Dammert destacó a la carretera como infraestructura de movilidad y de territorio, interrogando tensiones entre control y desarrollo, así como los costos sociales (accidentes, muertes, externalidades).
análisis
El panel de comentaristas internacionales subrayó la vigencia regional del tema.
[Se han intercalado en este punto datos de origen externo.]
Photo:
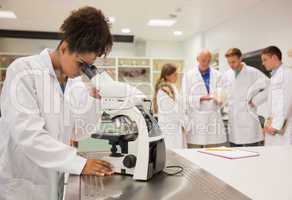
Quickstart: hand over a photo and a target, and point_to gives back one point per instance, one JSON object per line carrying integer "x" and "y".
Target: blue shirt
{"x": 274, "y": 71}
{"x": 206, "y": 78}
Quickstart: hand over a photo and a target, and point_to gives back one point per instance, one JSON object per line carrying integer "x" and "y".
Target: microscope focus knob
{"x": 130, "y": 161}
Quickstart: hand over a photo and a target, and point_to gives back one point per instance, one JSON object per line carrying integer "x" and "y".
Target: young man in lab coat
{"x": 204, "y": 121}
{"x": 246, "y": 88}
{"x": 35, "y": 130}
{"x": 278, "y": 127}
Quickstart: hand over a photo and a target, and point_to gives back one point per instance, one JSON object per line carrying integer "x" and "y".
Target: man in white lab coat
{"x": 246, "y": 88}
{"x": 278, "y": 127}
{"x": 204, "y": 121}
{"x": 35, "y": 125}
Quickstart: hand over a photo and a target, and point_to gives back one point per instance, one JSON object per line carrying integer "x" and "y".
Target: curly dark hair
{"x": 87, "y": 30}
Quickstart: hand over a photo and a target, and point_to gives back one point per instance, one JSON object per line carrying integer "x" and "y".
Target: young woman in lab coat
{"x": 278, "y": 129}
{"x": 35, "y": 128}
{"x": 166, "y": 105}
{"x": 246, "y": 88}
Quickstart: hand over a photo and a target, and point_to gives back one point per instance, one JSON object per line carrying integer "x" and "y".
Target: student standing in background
{"x": 205, "y": 126}
{"x": 166, "y": 105}
{"x": 247, "y": 88}
{"x": 278, "y": 127}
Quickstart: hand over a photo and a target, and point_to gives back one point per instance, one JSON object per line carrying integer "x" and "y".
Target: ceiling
{"x": 193, "y": 15}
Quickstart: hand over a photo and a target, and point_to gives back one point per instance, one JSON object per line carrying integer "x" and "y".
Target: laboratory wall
{"x": 158, "y": 49}
{"x": 267, "y": 23}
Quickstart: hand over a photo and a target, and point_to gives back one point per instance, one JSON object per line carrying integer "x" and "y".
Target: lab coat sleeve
{"x": 184, "y": 103}
{"x": 278, "y": 106}
{"x": 28, "y": 126}
{"x": 166, "y": 104}
{"x": 260, "y": 89}
{"x": 84, "y": 109}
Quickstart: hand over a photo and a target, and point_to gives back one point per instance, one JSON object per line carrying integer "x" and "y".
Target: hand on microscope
{"x": 97, "y": 168}
{"x": 95, "y": 93}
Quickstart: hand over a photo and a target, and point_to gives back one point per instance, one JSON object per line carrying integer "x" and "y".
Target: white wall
{"x": 164, "y": 49}
{"x": 268, "y": 23}
{"x": 192, "y": 48}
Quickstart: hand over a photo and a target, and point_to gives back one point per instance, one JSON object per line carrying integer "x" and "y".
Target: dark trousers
{"x": 247, "y": 145}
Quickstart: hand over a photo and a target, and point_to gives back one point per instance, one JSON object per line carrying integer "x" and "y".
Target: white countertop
{"x": 267, "y": 177}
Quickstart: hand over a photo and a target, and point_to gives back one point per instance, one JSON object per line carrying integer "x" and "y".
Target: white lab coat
{"x": 204, "y": 121}
{"x": 170, "y": 120}
{"x": 280, "y": 106}
{"x": 243, "y": 122}
{"x": 38, "y": 128}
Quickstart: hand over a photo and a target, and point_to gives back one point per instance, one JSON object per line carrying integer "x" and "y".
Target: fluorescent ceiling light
{"x": 126, "y": 30}
{"x": 111, "y": 19}
{"x": 177, "y": 33}
{"x": 7, "y": 14}
{"x": 161, "y": 22}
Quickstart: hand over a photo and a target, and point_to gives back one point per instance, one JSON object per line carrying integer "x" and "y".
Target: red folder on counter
{"x": 229, "y": 153}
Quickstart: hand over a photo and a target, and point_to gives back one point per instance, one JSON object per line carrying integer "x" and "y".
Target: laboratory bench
{"x": 193, "y": 183}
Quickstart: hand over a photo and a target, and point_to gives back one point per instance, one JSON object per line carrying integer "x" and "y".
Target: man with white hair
{"x": 204, "y": 122}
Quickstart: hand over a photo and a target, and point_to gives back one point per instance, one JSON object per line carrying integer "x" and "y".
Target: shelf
{"x": 134, "y": 66}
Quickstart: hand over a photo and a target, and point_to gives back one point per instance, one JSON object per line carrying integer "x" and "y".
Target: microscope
{"x": 137, "y": 145}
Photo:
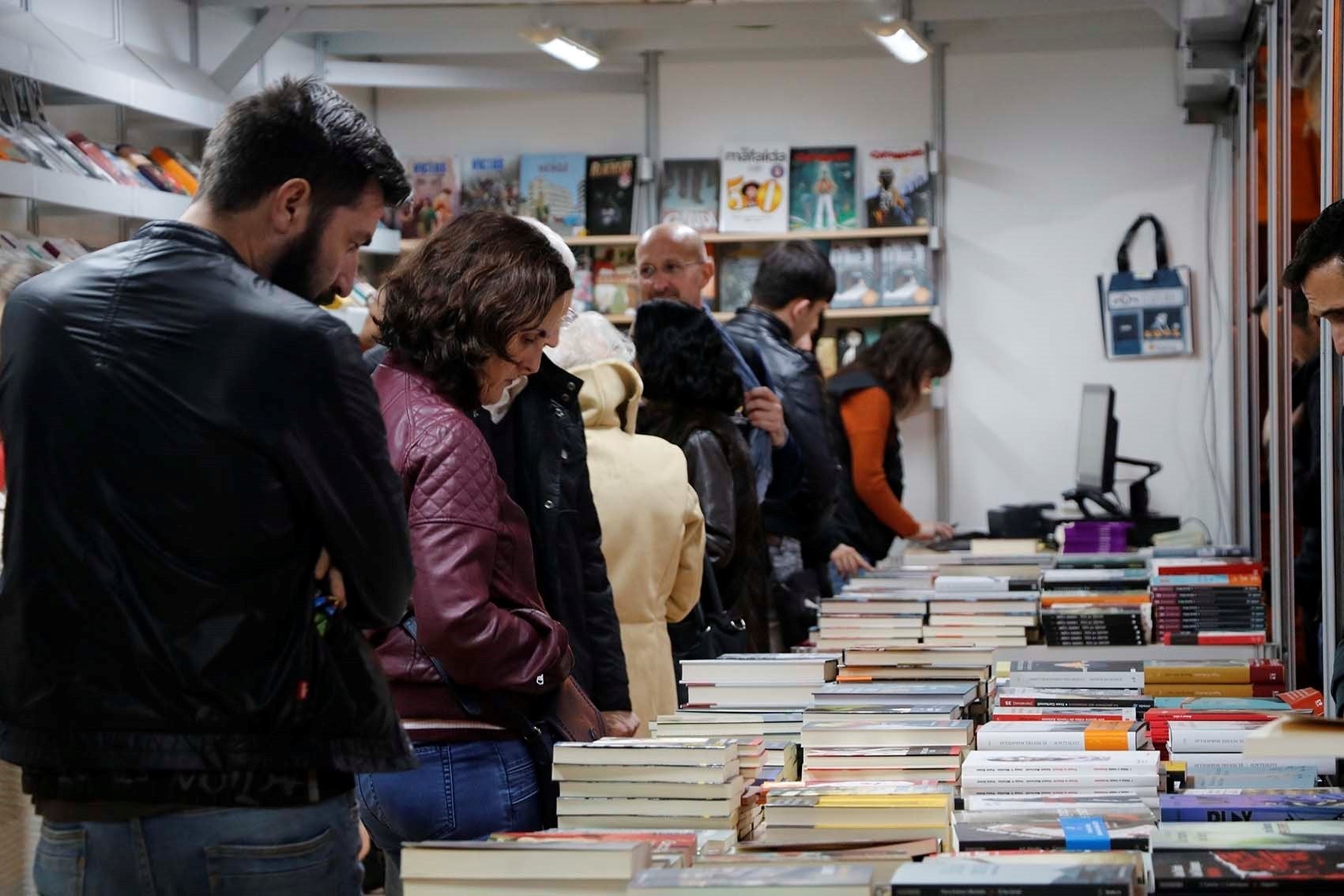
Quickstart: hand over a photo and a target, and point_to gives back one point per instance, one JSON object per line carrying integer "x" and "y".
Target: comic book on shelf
{"x": 611, "y": 194}
{"x": 822, "y": 188}
{"x": 736, "y": 269}
{"x": 688, "y": 194}
{"x": 490, "y": 183}
{"x": 897, "y": 187}
{"x": 755, "y": 190}
{"x": 554, "y": 191}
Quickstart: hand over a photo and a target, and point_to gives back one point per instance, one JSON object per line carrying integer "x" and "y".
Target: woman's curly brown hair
{"x": 469, "y": 288}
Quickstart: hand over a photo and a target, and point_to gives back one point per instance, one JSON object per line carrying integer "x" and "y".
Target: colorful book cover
{"x": 755, "y": 190}
{"x": 490, "y": 183}
{"x": 688, "y": 194}
{"x": 616, "y": 286}
{"x": 554, "y": 191}
{"x": 898, "y": 188}
{"x": 433, "y": 201}
{"x": 822, "y": 188}
{"x": 611, "y": 194}
{"x": 736, "y": 269}
{"x": 856, "y": 274}
{"x": 903, "y": 274}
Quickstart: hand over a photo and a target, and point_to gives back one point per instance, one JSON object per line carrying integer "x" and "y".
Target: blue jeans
{"x": 460, "y": 792}
{"x": 220, "y": 852}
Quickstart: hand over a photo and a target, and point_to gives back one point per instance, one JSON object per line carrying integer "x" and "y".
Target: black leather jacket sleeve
{"x": 711, "y": 479}
{"x": 611, "y": 681}
{"x": 346, "y": 479}
{"x": 805, "y": 414}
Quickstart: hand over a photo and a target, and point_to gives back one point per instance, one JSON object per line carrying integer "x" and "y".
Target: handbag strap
{"x": 1159, "y": 243}
{"x": 469, "y": 698}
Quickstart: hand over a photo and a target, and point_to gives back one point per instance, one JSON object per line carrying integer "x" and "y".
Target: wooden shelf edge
{"x": 631, "y": 239}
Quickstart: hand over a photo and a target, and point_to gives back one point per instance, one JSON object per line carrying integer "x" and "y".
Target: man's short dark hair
{"x": 1319, "y": 243}
{"x": 297, "y": 130}
{"x": 791, "y": 272}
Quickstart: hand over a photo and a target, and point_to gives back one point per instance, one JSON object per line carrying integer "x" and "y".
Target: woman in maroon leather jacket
{"x": 464, "y": 314}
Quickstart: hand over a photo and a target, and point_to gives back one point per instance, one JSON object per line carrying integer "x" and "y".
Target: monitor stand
{"x": 1139, "y": 512}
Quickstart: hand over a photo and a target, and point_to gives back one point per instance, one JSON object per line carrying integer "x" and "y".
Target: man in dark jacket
{"x": 190, "y": 442}
{"x": 791, "y": 293}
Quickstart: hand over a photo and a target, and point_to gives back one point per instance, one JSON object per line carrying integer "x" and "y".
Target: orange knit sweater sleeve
{"x": 867, "y": 424}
Participaron Manuel Dammert Guardia (Pontificia Universidad Católica del Perú – PUCP), Alejandro Garcés (Universidad Arturo Prat – UANP Chile) y Chryslen Barbosa Gonçalves (Universidad Federal de Sao Paulo – UNIFESP Brasil), quienes aportaron claves teóricas y comparativas sobre tránsito precario, empresariado popular y movilidades multiescalares.
Garcés explicó el caso en la tradición de estudios de economías migrantes y fronteras del norte chileno/occidente boliviano, leyendo al transporte como productor de infraestructuras y orden cotidiano.
Barbosa propuso una mirada holística: aymara como horizonte que entreteje lengua, reciprocidad y comercio; movilidad como práctica vital e infraestructura viva que organiza parentescos, sindicatos y control horizontal (incluso con herramientas digitales).
La mesa central estuvo a cargo de Tania Jiménez (resultados Pisiga), Alfonso Hinojosa (resultados Desaguadero) y Leonardo Villafuerte (IpD-UCB).
Los resultados de este estudio se difundirán próximamente en dos artículos académicos, actualmente en preparación para su envío a revistas especializadas.
Los Fondos Fica son un mecanismo concursable de la U.C.B. que promueve y financia pequeños proyectos e ideas de investigación. Gracias a estos fondos la investigación se hizo realidad.
Artesanos de la Unidad es un convenio académico trinacional entre la U.C.B. la Pontificia Universidad Católica de Chile (PUC) y la Pontificia Universidad Católica del Perú (PUCP). Su propósito es tejer unidad académica frente a desafíos compartidos —como migración, fronteras y desarrollo local— mediante investigación conjunta, intercambio de equipos y estudiantes, y actividades de formación y difusión. En este marco se impulsan proyectos con fondos concursables y un trabajo coordinado entre equipos de los tres países para producir evidencia útil y diálogo público informado.